We've tried to give a certain depth to the character so that she's not just a reporter saying what she sees, but she's knowledgeable about the history, and has taken the trouble to learn Arabic to the extent that she's completely fluent and would even have a smattering of dialects.
Katie's tough. She's kidnapped and has a horrendous experience, but she goes back to work afterwards. She's terrified by what happened, but she is not going to stop reporting in the Middle East. We didn't want to make her a victim or a damsel in distress. But she does need saving, and luckily John's there for her.
The relationship between John Porter and Katie...
There's something about being in an extreme situation with somebody that makes you feel like you've known them for years. You can know somebody's heart and soul in a very short amount of time and you have a bond that is there for life. And there's a certain intimacy created because of that.
There was one scene we did, for example, where Katie's panicking because it's obvious her execution is set and they could come for her at any moment. But John pulls her back from the brink and forces her to trust him. He stops her from losing it and becoming completely hysterical. There's an intimacy in those scenes.
Very few actors could carry off this part, in that very few actors have the physique to be believable as a big SAS guy, yet have a deep sensitivity. He has both these things and that's a very powerful combination. In the hostage scenes when I had to be on the verge of hysteria, he'd get me with his eyes and hook me in.
Research for the part...
I talked to Gavin Esler who knows a lot about hostage situations, but people who have been taken hostage are few and far between, thank God. Sadly, some of them are killed and the ones who are rescued are very hard to access. I did a lot of reading.
Filming hostage scenes...
You have to go to a certain place that is really quite horrible. But to be able to take on a character that goes to such an extreme emotional place is great. It's an area I particularly love playing in and it's a very interesting area because it sort of cuts out your logic and you become much more your animal self as your instincts kick in.

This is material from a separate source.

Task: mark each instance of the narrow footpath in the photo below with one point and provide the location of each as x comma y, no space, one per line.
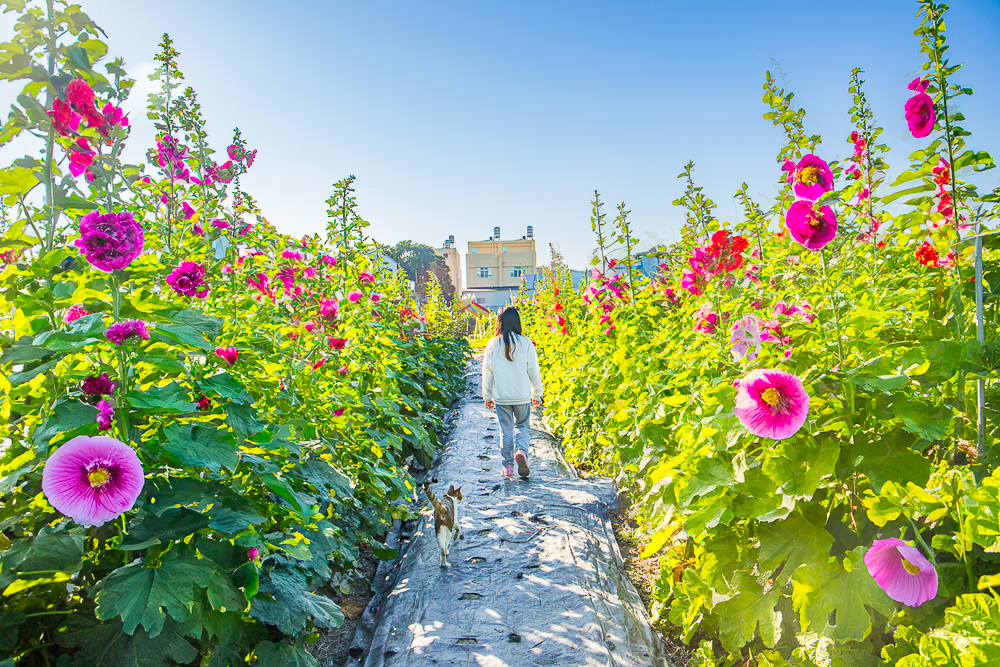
536,578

This always strikes people as odd, but when you do tragedy, or extremely harrowing pieces, it's somehow great fun. You film a scene where you're about to have your head chopped off and you cry with laughter afterwards. Ultimately there are three actors in a room, one with a sword, one who's about to get her head chopped off and another watching, and it becomes quite funny in a strange way.
Why Strike Back...
I thought the script was really interesting. The premise was an action story, which is attractive as a page-turner, however, there's something else to this. It tells the story of people and how they cope with and how they survive moments in life when things go very badly wrong. There's also something very beautiful about the idea of a man who's made a terrible mistake and then has the chance to set it right.
Filming action sequences...
I love doing them. The stunt co-ordinator came up to me and said, “Upington, helicopters, shoot-outs - would you like a stunt double?” No way it's half the reason I took the job! If I'm allowed to do the stunt I'll do it. It helps if you know what your character's gone through.
They had a stunt double ready to do the scene where they suddenly move Katie from one safe house to another, so it's a hood over the head, being tied up and shoved into the back of a van. You do get knocked around the place because you're hooded, so they assumed that the stuntwoman would do it. But I did it, and it was terrifying. I knew that I was on a film set and could have stopped, but even though I wasn't in any real danger it was still very frightening. From doing that I got a flavour of what a captive might go through and that's very valuable, it feeds into the part. My advice would be to always do your own stunts when you can.